Enviada em 19/10/2021
O filósofo alemão Karl Marx, em seu livro “O Capital - I”, apresenta o “fetichismo da mercadoria”. Por meio desse conceito, ele explica que nas sociedades capitalistas as coisas aparecem como as verdadeiras detentoras de virtudes, em detrimento do indivíduo humano. Infelizmente, a sociedade brasileira contemporânea ainda enfrenta esse problema, haja vista que, não apenas, mas principalmente, os jovens das periferias das grandes cidades têm adotado a ostentação de determinados produtos como uma forma de expressão cultural e paradigma comportamental, sem levar em conta suas consequências. Destarte, além de agravar a exploração humana de recursos naturais para a confecção desses objetos, perde-se o valor da individualidade pessoal.
Em primeiro lugar, é oportuno salientar que nas sociedades atuais existe uma pressão para a conquista do sucesso e, sobretudo, da aceitação que, impulsionada pelas mídias tradicionais e digitais, fomenta a busca por moldes de agir. Sob essa ótica, tem-se, conforme explica o filósofo francês Guy Debord, uma “sociedade do espetáculo”, na qual todos são condicionados a performarem um show, uma vida invejável, como uma em que se tem acesso às roupas mais caras e famosas. Desse modo, cada vez menos importa a personalidade do indivíduo e, por isso, cresce preocupantemente o valor atribuído aos bens materiais, independentemente de suas implicações.

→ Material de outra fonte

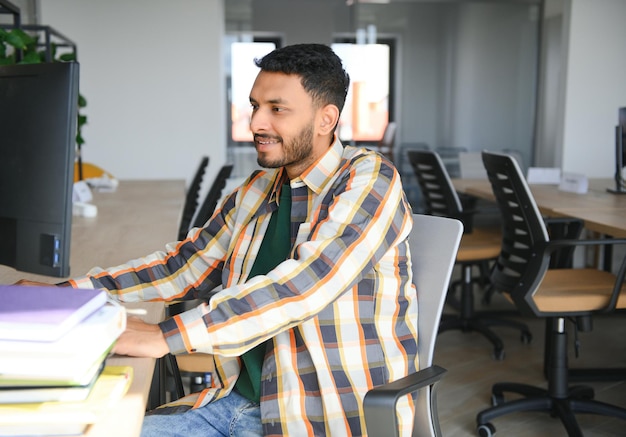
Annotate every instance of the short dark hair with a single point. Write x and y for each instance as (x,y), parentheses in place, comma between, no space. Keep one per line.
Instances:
(320,69)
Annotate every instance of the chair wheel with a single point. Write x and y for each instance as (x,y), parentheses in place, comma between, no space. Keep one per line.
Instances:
(486,430)
(496,399)
(498,354)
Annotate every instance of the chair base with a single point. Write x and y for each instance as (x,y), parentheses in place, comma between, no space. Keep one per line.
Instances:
(480,322)
(559,399)
(563,408)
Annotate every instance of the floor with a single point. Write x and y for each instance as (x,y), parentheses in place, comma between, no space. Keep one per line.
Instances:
(466,388)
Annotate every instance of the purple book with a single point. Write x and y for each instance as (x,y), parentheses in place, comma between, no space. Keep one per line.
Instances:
(44,313)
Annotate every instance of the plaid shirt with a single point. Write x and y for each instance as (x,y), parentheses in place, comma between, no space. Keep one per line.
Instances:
(341,311)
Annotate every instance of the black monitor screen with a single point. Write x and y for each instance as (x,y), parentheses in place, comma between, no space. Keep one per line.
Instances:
(38,117)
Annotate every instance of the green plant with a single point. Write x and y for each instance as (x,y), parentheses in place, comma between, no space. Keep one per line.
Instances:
(18,47)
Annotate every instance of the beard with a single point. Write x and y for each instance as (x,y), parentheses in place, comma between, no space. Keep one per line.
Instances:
(297,150)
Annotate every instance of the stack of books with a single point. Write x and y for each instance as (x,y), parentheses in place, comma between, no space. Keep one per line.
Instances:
(53,347)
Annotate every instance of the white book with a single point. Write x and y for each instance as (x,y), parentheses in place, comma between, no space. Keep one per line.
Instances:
(67,418)
(44,313)
(70,358)
(42,393)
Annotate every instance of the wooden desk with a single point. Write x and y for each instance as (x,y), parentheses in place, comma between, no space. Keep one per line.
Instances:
(135,220)
(601,211)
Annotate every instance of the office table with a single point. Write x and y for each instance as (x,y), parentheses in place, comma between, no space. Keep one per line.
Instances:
(135,220)
(602,212)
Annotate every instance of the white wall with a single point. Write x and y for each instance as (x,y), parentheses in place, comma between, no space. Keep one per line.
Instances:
(595,77)
(151,71)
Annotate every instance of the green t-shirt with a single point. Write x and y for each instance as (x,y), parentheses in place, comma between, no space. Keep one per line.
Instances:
(274,249)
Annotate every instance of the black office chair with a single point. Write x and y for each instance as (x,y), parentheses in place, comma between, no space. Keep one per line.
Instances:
(213,196)
(522,272)
(191,199)
(195,367)
(479,247)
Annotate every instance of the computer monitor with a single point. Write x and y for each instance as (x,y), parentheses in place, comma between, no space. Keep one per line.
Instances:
(38,118)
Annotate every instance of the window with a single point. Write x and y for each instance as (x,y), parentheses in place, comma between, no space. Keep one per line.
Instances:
(369,102)
(240,78)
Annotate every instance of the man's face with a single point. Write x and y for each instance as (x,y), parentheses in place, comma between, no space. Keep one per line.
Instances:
(284,122)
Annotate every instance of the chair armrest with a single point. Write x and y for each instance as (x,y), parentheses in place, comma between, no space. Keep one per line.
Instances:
(379,403)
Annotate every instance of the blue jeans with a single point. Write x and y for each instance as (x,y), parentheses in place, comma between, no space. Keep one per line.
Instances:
(233,415)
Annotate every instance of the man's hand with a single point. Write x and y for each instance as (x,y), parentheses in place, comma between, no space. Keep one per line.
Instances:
(141,339)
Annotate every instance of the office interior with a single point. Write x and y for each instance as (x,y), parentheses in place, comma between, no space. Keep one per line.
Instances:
(545,78)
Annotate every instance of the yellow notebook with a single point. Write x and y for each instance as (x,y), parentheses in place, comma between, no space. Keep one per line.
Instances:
(66,418)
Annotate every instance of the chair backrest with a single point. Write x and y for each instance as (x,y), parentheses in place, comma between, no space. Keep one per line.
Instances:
(434,242)
(520,267)
(389,135)
(210,201)
(191,198)
(440,197)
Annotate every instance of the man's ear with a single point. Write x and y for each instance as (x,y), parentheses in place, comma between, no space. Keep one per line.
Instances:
(329,116)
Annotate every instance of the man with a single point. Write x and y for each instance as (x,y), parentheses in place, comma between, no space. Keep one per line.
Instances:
(317,305)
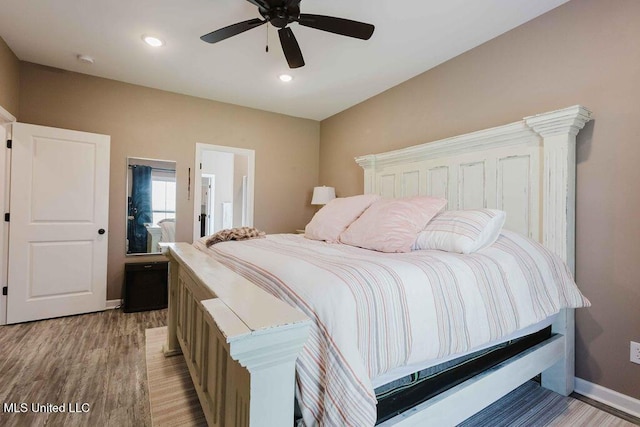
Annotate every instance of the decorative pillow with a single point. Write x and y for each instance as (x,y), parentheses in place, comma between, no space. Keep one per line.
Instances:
(463,232)
(391,225)
(336,216)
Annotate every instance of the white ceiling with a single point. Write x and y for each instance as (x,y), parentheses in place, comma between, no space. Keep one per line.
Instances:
(411,37)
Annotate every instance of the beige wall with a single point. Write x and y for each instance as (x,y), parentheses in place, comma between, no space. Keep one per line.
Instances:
(150,123)
(585,52)
(9,79)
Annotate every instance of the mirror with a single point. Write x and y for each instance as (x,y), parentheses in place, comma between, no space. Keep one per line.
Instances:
(151,205)
(223,190)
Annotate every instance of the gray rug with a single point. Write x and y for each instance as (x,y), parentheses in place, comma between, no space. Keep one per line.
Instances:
(531,405)
(174,402)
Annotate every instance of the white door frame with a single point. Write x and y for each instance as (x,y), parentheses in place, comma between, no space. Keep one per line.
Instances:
(210,202)
(197,182)
(5,161)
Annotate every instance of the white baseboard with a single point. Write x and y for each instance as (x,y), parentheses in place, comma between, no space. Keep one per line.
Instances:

Por conseguinte, surge a necessidade social de um montante maior desses utensílios, o que exige um enlarguecimento da utilização da natureza, constituindo, portanto, uma outra dimensão do problema. Isso porque, conforme divulgou o relatório do Painel Intergovernamental sobre Mudanças Climáticas, da ONU, em 2021, as alterações do clima prejudiciais à vida na Terra estão diretamente relacionados com as ações humanas para a produção e extração de recursos naturais. Logo, a ostentação, uma forma de consumismo, intensifica um estado de fatos que põe em risco toda a vida no planeta. Essa situação, certamente, configura-se como desagregadora e não pode ser negligenciada.
Em suma, alternativas devem ser elucidadas para frear os efeitos negativos da cultura da ostentação, erguida sobre os valores da sociedade brasileira capitalista e fetichizada do século XXI. Assim sendo, cabe ao Congreso Nacional elaborar um projeto de lei por meio do qual as grandes empresas produtoras deste tipo de objetos ficarão obrigas a, além de veicular nas mídias campanhas conscientizadoras de valorização pessoal e autoaceitação, limitarem suas atividades a um nível que não contribua para a manutenção da degradação ambiental e das mudanças climáticas. Espera-se, com essas medidas, tirar o Brasil do “espetáculo” que termina em cidadãos objetificados e um mundo naturalmente inabitável.